Description
We have encountered a miscompile where stack-slot sharing is incorrect for the results of:
void sincosf(float x, float *sin, float *cos);
I've bisected it to llvmorg-20-init-6824-g3073c3c2290a, so this is a regression in llvm20.
Note that a fix for an apparently related issue was made in PR 118117 (llvmorg-20-init-15653-ga7dafea384a5), but this problem still persists.
Here is a reduced test-case that shows a run-time failure:
extern "C" {
int printf(const char *, ...);
float cosf(float);
float sinf(float);
float fabsf(float);
}
int n_errors = 0;
__attribute__((noinline))
void CheckClose(float &computed, float &expected, float &tolerance, int lnum) {
float diff = fabsf(computed - expected);
if (diff >= tolerance) {
printf("Expected %f +/ %f but was %f (failure on line %d)\n",
expected, tolerance, computed, lnum);
++n_errors;
} else {
printf("Expected %f +/ %f and was %f\n", expected, tolerance, computed);
}
}
float input_value = 0.33981341f;
float expected_pos_cos = 0.94281685f;
float expected_neg_cos = -0.94281685f;
float expected_neg_sin = -0.33331117f;
int main() {
float value = input_value; // 0.33981341f (input)
float local_cos = ::cosf(value); // 0.94281685f (computed)
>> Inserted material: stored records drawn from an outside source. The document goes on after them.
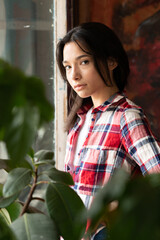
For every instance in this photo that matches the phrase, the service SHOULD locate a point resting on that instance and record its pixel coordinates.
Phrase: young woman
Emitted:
(106, 130)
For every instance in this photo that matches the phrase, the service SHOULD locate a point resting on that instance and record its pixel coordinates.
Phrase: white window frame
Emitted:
(60, 88)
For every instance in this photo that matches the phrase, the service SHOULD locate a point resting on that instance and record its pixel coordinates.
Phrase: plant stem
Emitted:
(37, 198)
(26, 205)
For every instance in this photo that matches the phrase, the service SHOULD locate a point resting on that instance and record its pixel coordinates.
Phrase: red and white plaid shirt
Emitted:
(118, 136)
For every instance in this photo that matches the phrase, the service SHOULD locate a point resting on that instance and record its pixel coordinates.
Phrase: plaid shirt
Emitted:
(118, 136)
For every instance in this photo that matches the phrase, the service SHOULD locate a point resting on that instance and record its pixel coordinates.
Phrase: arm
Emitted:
(139, 142)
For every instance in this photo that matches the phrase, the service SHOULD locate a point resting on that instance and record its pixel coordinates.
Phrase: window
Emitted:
(28, 32)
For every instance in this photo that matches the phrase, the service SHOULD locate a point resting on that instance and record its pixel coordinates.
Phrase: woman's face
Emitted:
(82, 74)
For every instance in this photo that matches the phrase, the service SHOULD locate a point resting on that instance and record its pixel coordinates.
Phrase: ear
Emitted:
(112, 64)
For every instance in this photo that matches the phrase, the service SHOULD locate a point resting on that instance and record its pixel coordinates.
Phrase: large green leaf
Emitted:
(14, 210)
(5, 231)
(4, 216)
(59, 176)
(34, 227)
(66, 208)
(17, 179)
(43, 157)
(138, 212)
(113, 190)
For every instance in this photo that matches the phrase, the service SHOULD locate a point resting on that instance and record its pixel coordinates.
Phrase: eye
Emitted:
(67, 67)
(85, 62)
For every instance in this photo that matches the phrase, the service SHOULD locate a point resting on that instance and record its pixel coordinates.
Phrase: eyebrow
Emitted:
(77, 58)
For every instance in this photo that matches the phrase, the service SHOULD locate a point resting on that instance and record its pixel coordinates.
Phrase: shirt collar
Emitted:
(112, 100)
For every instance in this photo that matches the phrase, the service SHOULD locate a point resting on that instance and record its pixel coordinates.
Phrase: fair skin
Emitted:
(83, 76)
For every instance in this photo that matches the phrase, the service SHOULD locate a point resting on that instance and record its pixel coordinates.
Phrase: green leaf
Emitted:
(14, 210)
(5, 231)
(59, 176)
(17, 179)
(34, 227)
(4, 216)
(4, 202)
(4, 164)
(66, 208)
(43, 155)
(138, 209)
(111, 191)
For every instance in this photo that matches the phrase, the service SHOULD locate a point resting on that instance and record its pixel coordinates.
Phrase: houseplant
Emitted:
(24, 109)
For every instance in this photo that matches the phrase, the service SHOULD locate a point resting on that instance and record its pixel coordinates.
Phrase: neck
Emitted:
(107, 93)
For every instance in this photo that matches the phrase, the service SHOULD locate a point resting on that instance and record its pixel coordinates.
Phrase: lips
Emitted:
(79, 87)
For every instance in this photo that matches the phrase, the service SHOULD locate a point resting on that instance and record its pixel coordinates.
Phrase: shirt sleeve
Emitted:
(139, 142)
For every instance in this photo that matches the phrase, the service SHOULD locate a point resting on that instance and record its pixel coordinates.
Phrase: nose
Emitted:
(75, 73)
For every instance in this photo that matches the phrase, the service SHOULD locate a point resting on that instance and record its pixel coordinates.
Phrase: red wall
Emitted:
(137, 23)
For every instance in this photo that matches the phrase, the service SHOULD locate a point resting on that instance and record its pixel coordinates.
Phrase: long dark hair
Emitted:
(103, 44)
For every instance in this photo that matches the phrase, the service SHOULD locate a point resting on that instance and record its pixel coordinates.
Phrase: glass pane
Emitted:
(26, 41)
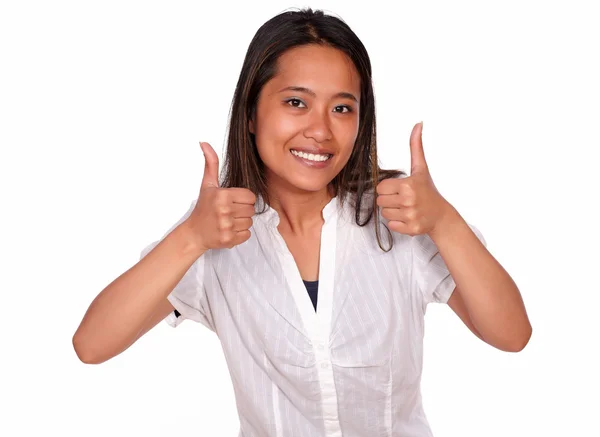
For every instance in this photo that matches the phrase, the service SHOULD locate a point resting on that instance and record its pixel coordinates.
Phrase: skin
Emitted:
(486, 298)
(299, 193)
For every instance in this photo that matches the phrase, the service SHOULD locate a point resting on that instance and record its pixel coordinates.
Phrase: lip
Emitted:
(313, 150)
(311, 164)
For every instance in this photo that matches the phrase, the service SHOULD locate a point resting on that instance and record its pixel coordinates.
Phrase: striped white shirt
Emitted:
(351, 368)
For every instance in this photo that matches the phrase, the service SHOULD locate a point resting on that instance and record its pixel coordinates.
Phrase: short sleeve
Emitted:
(430, 271)
(189, 295)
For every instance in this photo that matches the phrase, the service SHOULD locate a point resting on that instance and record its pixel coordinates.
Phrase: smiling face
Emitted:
(307, 118)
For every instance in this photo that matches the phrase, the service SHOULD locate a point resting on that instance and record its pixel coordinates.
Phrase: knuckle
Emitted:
(223, 210)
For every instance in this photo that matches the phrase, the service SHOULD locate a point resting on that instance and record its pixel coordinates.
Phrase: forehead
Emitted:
(325, 70)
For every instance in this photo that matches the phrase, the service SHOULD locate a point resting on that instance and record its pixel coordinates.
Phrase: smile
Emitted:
(311, 156)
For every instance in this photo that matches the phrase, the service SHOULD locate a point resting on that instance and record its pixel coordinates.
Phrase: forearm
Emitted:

float local_sin = ::sinf(value); // 0.33331117f (computed)
float close = 0.000010f;
{
float computed = local_cos;
float expected = expected_pos_cos;
CheckClose(computed, expected, close, __LINE__);
}
{
float computed = -local_sin;
float expected = expected_neg_sin;
CheckClose(computed, expected, close, __LINE__);
}
{
float computed = -local_cos; // 0.33331117f is passed, expected -0.94281685f
float expected = expected_neg_cos;
CheckClose(computed, expected, close, __LINE__);
}
printf("%d error(s). %s\n", n_errors, ((n_errors == 0) ? "PASS" : "FAIL"));
}
The problem only manifests (for me at least) when cosf
and sinf
are turned into builtins. That happens with the PS5 target (and PS4), but it doesn't happen for me with the target x86_64-unknown-linux-gnu
. So to see the run-time failure in a godbolt link, starting with C++ source doesn't demonstrate it. So I'm posting an llvm IR godbolt link that processes the IR at -O2
, and shows the run-time failure.
Note that dropping has-predecessor-max-steps
("llvm/lib/CodeGen/SelectionDAG/SelectionDAG.cpp") to a low number (the default is 8192) suppresses the transformation, and so hides the failure. Using the current head of main
, dropping it to 12:
-O2 -mllvm -has-predecessor-max-steps=12
makes the problem latent.
The problem is still there in the head of main
(tested with llvmorg-21-init-12399-gc78e6bbd830a).